Rishi Sunak is in Egypt for the COP27 summit having U-turned on his original decision to to attend

The PM held talks with Emmanuel Macron (pictured today) over the Channel migrant crisis later as he pushes for a new deal

The UK is handing over the baton on the COP summits to Egypt, having hosted the 26th gathering in Glasgow last year

Mr Sunak had originally not intended to travel to Egypt, arguing his priority was to sort out the estimated £60billion black hole in the public finances ahead of Chancellor Jeremy Hunt’s autumn statement on November 17.

But he was forced into what opposition parties called a ‘screeching U-turn’ after coming under fire from within his own party, as well as from environmentalists questioning his commitment to the net zero agenda.

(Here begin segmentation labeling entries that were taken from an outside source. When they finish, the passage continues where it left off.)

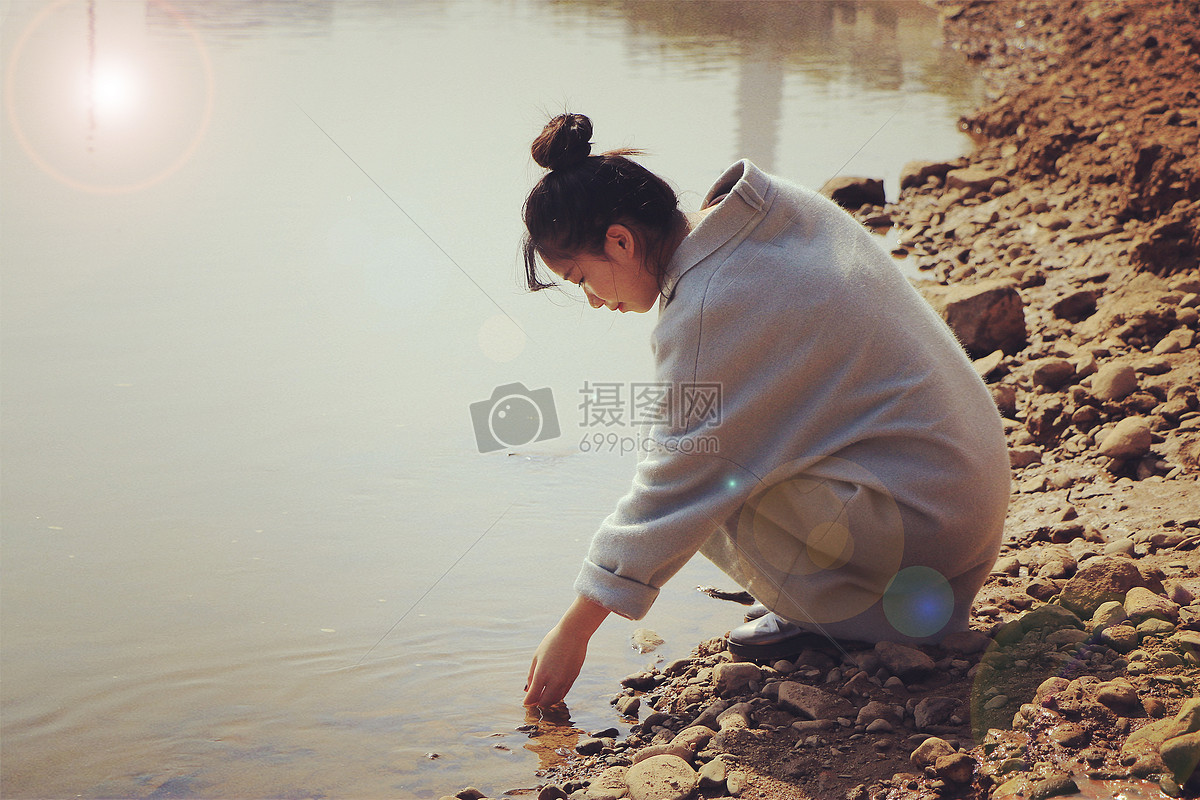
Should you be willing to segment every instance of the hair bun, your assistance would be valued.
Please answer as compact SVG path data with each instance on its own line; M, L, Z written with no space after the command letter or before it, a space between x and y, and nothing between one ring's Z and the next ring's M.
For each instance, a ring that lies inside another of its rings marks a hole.
M592 120L583 114L559 114L534 139L533 160L546 169L568 169L592 155Z

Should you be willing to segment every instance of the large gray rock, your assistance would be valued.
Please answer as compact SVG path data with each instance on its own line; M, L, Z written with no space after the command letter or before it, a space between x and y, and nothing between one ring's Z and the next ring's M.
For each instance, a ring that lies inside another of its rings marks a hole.
M1088 619L1109 601L1122 602L1134 587L1157 589L1132 560L1120 557L1093 559L1062 588L1062 604Z
M628 766L610 766L592 778L592 783L588 784L588 800L620 800L629 794L625 783L628 774Z
M917 745L917 748L912 751L908 759L917 766L931 766L938 758L953 756L955 752L958 751L954 750L950 742L937 736L930 736Z
M1092 395L1120 402L1138 391L1138 373L1127 363L1106 363L1092 375Z
M1126 614L1129 615L1129 621L1134 625L1151 618L1169 621L1180 618L1178 603L1142 587L1134 587L1126 594L1124 609Z
M854 718L858 716L858 711L848 700L794 680L779 685L779 705L809 720Z
M1013 355L1028 344L1025 301L1008 281L922 287L922 293L972 355L992 350Z
M917 708L913 709L912 716L913 721L917 723L917 730L924 730L930 726L946 724L954 712L958 710L959 700L953 697L925 697L917 703Z
M960 163L944 161L910 161L900 169L900 188L923 186L930 176L943 179L948 172L960 166Z
M876 178L850 175L830 178L820 192L847 211L857 211L864 205L883 205L888 201L883 193L883 181Z
M630 800L686 800L700 776L678 756L654 756L630 766L625 783Z
M986 192L991 188L991 185L998 181L1003 175L1000 173L994 173L990 169L983 169L982 167L965 167L964 169L953 169L946 175L946 188L961 188L966 190L971 194L978 192Z
M1097 452L1108 458L1139 458L1150 452L1150 425L1140 416L1127 416L1112 426Z
M743 661L720 663L713 670L713 680L716 682L718 694L731 697L744 693L750 684L761 681L762 669Z
M916 648L895 642L880 642L875 654L888 672L901 680L920 680L934 672L934 660Z

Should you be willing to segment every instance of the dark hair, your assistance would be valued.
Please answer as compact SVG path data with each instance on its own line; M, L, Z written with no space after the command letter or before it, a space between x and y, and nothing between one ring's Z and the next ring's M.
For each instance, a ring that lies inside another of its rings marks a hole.
M524 204L526 281L530 291L548 289L538 259L602 253L608 225L624 224L641 240L646 264L662 282L666 252L686 228L679 200L665 180L631 161L640 150L593 156L592 120L560 114L534 139L533 160L550 172Z

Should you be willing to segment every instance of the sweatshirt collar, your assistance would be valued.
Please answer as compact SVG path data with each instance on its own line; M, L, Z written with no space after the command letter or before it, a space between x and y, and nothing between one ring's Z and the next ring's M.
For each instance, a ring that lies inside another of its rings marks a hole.
M713 184L701 207L722 194L726 197L689 231L672 254L662 276L660 309L671 302L679 278L688 270L716 252L762 212L769 185L770 178L745 158L726 169Z

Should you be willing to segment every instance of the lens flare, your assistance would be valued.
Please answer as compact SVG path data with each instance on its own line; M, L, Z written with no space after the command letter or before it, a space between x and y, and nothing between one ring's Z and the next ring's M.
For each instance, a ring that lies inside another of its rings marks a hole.
M928 566L910 566L883 593L883 614L892 627L905 636L934 636L954 613L954 590L949 581Z

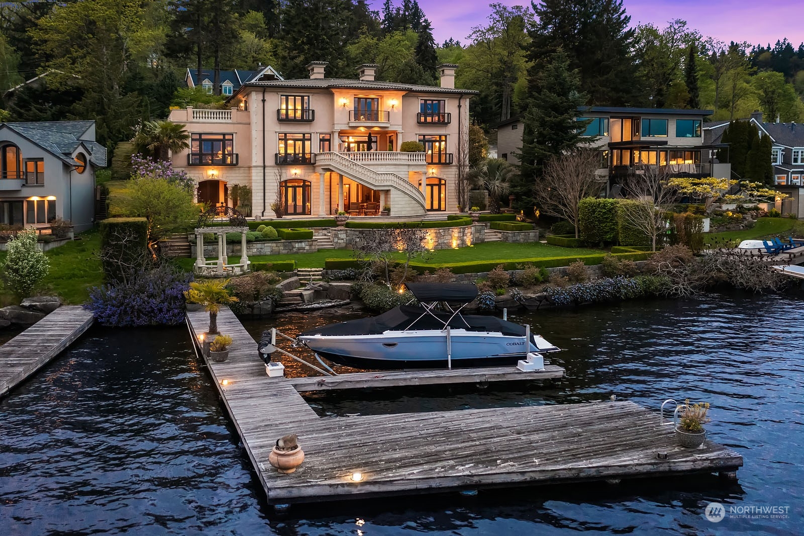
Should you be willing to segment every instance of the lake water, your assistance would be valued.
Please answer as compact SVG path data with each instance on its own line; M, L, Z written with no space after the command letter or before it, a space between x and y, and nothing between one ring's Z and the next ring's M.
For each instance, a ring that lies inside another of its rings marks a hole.
M798 296L729 293L512 315L564 348L551 357L567 369L566 380L308 398L321 414L611 394L656 410L668 398L705 400L710 437L745 458L736 483L650 479L302 505L285 514L265 503L184 328L93 328L0 400L0 534L802 534L801 311ZM322 313L271 321L293 333L333 320ZM246 324L255 335L271 325ZM787 507L787 517L712 523L703 515L710 501L727 511Z

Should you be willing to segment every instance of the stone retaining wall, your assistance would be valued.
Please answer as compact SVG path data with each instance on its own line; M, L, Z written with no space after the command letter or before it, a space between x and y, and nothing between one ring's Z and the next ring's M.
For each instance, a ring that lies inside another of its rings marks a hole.
M330 229L330 236L336 249L351 249L357 237L373 230L375 229L337 227ZM473 244L482 244L486 240L486 226L483 224L421 230L425 233L425 245L432 249L462 248Z

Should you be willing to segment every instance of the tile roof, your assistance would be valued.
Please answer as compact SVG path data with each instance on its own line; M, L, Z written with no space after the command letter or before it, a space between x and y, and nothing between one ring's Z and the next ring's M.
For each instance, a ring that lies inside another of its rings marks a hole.
M80 145L84 145L89 151L90 161L99 167L105 167L106 148L85 135L94 124L93 121L51 121L3 123L3 126L24 136L71 166L76 163L72 157L72 151Z
M399 84L379 80L350 80L347 78L299 78L296 80L277 80L266 82L247 82L244 85L268 88L310 88L321 89L387 89L391 91L421 91L433 93L463 93L474 95L474 89L453 89L434 85L416 84Z

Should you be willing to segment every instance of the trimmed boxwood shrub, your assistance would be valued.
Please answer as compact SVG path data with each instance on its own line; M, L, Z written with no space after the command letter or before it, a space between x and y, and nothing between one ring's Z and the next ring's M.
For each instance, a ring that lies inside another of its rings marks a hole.
M440 227L463 227L471 225L471 218L462 217L441 221L347 221L346 226L349 229L402 229L404 227L437 229Z
M133 237L133 242L120 241L120 237L127 236ZM100 251L103 252L104 280L110 283L124 278L123 266L138 266L147 248L148 220L107 218L101 221Z
M255 272L292 272L296 270L296 261L252 262L252 270Z
M309 229L277 229L277 235L282 240L310 240L313 231Z
M578 230L586 244L598 245L617 241L615 199L586 197L578 203Z
M519 221L492 221L489 227L498 231L532 231L533 225Z
M228 224L226 225L228 225ZM267 225L273 229L310 229L311 227L334 227L336 225L334 219L263 220L262 221L249 221L248 229L256 231L260 225Z
M583 245L580 238L576 238L574 234L549 234L544 239L548 244L564 248L580 248Z

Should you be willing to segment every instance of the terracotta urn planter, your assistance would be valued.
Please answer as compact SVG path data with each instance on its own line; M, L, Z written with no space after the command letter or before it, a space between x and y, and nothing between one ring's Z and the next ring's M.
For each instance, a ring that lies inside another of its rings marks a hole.
M280 451L276 447L268 455L268 461L277 471L282 474L289 474L296 470L304 461L304 451L297 447L292 451Z
M682 447L686 447L687 448L698 448L704 444L706 441L706 431L697 434L691 434L690 432L685 432L679 429L678 427L675 428L675 439L678 440L679 444Z

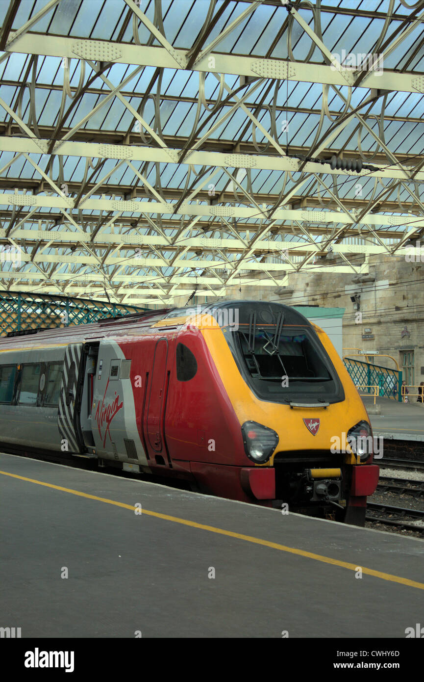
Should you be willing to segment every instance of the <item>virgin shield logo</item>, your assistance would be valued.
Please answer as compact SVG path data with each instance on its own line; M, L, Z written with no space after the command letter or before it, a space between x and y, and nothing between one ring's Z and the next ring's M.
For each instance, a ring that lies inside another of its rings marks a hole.
M303 419L305 426L311 432L313 436L316 436L318 430L320 428L319 419Z

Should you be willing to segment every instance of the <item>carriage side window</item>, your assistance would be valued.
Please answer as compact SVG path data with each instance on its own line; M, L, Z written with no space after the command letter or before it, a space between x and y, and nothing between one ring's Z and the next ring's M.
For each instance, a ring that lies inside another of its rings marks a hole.
M48 366L47 385L44 396L44 404L55 407L59 404L59 398L62 384L62 363L52 362Z
M20 405L35 405L40 385L41 365L22 365L20 379Z
M0 402L12 402L16 375L16 365L0 367Z
M189 381L197 372L197 362L190 349L184 344L177 346L177 379L179 381Z

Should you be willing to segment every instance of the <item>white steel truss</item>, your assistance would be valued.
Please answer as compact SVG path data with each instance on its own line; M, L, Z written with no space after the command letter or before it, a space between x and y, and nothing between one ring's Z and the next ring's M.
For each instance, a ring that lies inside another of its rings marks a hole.
M404 257L424 234L421 4L399 15L391 3L374 42L346 38L342 59L340 36L321 28L322 12L338 10L319 3L273 3L267 41L249 53L266 1L211 0L197 33L187 15L175 37L177 0L166 12L123 0L99 39L60 35L61 0L23 21L10 0L0 288L172 305L192 290L357 276L371 255Z

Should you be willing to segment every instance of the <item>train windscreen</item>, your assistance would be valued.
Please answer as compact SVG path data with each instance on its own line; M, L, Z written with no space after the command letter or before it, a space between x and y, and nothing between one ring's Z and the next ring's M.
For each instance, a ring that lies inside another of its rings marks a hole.
M337 402L343 387L312 329L241 325L225 334L239 369L258 398Z

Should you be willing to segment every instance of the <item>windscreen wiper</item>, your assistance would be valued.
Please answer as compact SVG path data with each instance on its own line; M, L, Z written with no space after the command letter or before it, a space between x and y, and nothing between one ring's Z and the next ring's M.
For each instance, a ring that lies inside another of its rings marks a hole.
M274 338L272 341L268 341L267 343L263 346L263 349L265 353L267 353L269 355L273 355L274 353L277 353L279 346L279 340L281 338L282 333L283 333L283 324L284 323L284 314L280 312L277 318L277 324L275 325L275 333L274 334ZM267 346L271 344L271 349L269 351L267 350Z
M256 333L256 311L250 313L249 318L249 340L247 353L255 352L255 335Z

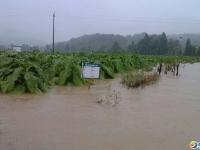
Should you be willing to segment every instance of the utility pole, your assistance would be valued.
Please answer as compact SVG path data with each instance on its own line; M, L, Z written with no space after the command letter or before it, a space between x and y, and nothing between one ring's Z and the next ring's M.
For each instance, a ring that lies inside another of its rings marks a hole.
M55 12L53 13L53 53L54 53L54 25L55 25L55 17L56 17L56 15L55 15Z

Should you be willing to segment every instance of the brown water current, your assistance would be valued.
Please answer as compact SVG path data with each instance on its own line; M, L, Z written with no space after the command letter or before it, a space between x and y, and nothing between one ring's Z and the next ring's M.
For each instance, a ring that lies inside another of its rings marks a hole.
M200 64L126 89L120 79L0 94L0 150L187 150L200 141ZM119 104L97 101L115 91Z

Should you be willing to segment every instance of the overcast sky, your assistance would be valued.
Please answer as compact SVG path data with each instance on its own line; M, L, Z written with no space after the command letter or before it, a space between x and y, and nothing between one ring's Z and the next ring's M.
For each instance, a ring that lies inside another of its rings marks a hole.
M1 0L0 42L56 41L91 33L200 33L200 0Z

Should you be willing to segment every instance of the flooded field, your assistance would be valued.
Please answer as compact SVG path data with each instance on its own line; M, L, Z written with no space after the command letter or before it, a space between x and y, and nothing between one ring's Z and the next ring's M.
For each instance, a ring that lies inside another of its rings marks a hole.
M0 150L187 150L200 141L200 64L155 84L120 79L56 87L45 95L0 95ZM98 104L113 92L119 104Z

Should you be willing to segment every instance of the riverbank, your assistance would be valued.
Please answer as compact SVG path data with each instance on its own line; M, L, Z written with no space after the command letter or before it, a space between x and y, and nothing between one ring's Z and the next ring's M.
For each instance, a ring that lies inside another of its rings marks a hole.
M127 89L120 79L55 87L44 95L0 94L1 150L187 149L199 138L200 64L180 76ZM96 101L120 91L116 107Z

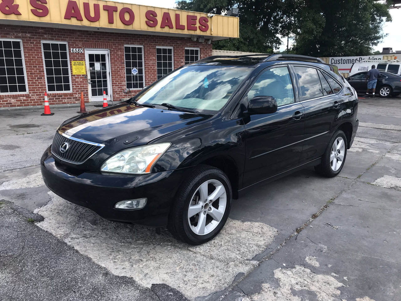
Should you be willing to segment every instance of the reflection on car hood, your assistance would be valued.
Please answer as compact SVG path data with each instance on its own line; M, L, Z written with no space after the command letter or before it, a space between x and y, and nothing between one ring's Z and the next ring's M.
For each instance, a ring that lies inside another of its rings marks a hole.
M124 102L66 120L59 131L97 143L113 138L127 139L136 136L138 139L135 144L138 145L205 119L207 117L204 115L144 108Z

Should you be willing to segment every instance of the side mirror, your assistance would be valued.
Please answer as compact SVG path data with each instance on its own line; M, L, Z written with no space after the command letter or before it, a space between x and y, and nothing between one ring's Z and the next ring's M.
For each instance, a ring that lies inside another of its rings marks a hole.
M253 114L271 114L276 111L277 102L272 96L255 96L248 105L248 112Z

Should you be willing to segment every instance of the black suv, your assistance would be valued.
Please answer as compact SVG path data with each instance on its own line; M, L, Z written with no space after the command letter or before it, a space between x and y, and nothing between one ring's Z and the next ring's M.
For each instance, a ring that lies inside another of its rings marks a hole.
M246 188L308 165L338 174L357 108L355 90L319 59L210 57L65 121L42 173L55 193L105 218L167 226L199 244Z

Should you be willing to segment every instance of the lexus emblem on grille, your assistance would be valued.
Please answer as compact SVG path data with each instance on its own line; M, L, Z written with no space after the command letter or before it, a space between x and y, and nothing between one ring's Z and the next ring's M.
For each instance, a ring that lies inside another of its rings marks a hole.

Shadow climate change secretary Ed Miliband said the Prime Minister should now drop plans to issue more licences for North Sea exploration and end the Government’s opposition to onshore wind.

‘Rishi Sunak is the man who had to be dragged kicking and screaming to go to Cop so it’s simply implausible for him to claim the mantle of climate leadership. Rishi Sunak is a fossil fuel prime minister in a renewable age,’ he said.

The latest round of UN climate talks takes place against a backdrop of devastating extreme weather around the world as well as an energy and cost-of-living crisis driven by President Vladimir Putin’s invasion of Ukraine.

The UN has warned that, based on countries’ latest climate action plans, there is currently no credible pathway to meet the 1.5C goal intended to avoid the worst impact of global warming.

Rich countries are also falling short in providing the finance needed to help developing nations adapt to a changing climate and develop cleanly, the UN has warned.